Doesn’t require a vector database. For a blog with ~100 posts, storing embeddings in the index file adds ~3MB. Cosine similarity over 100 vectors is instant. No Pinecone, no pgvector, no Vectorize.
Is NLWeb-compatible. The /ask endpoint follows the NLWeb protocol, so AI agents and tools that speak NLWeb can query my blog directly.

The tech stack

Astro for the static site
Cloudflare Pages Functions for the /ask endpoint
Cloudflare Workers AI — bge-base-en-v1.5 for embeddings, Llama 3.1 70B for answer generation
A build-time script that generates the search index and embeddings from markdown content, with content-hash caching

The whole thing is about 200 lines of code in a single Cloudflare Function, plus a build script. No framework, no SDK, no orchestration layer.

Use it on your own site

I’ve extracted the core into an open source package: nlweb-cloudflare. It gives you a drop-in NLWeb-compatible /ask endpoint for any markdown-based site on Cloudflare Pages.

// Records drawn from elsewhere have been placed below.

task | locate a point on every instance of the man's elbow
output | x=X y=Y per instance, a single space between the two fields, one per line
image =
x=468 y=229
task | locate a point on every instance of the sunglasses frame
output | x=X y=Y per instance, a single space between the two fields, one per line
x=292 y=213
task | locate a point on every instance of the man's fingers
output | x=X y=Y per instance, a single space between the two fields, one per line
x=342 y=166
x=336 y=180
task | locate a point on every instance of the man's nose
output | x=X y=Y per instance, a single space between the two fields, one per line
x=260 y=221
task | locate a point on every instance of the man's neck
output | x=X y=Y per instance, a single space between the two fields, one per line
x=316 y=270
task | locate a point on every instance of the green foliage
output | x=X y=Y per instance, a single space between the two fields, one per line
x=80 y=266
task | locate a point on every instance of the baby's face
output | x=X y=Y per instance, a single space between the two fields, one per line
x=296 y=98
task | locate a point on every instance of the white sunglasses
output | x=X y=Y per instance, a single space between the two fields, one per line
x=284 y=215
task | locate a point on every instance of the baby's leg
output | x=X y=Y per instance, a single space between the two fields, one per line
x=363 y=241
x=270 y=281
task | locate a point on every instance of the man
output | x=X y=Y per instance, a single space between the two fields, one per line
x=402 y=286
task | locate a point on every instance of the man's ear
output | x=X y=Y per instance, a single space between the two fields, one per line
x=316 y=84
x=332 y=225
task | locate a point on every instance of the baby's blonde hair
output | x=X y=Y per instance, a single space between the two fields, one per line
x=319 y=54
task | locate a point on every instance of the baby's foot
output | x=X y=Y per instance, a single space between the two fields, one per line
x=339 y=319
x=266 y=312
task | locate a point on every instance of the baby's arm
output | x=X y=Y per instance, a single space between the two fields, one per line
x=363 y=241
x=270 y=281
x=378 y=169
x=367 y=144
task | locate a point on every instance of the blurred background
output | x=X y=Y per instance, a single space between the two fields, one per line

The setup is straightforward: configure your content directories and site details, run the index generator as part of your build, drop the function into your functions/ directory, and add a Workers AI binding. The README has the full walkthrough.

Try it

Head to /ask-joost/ and ask something. Try “do you think I need a CMS?” or “what happened with WordPress governance?” and see what comes back.

The answers aren’t perfect — they’re limited to what I’ve written, and the model sometimes misses nuance. But for a near-zero-cost feature on a static site, it’s surprisingly useful.

What’s next

The main thing I’d like to add is streaming responses — the current implementation waits for the full answer before displaying it. Streaming would make it feel faster, especially for longer answers.

But honestly, the current version already does what I wanted: it makes my blog’s content more accessible to people who have questions but don’t want to browse through archives.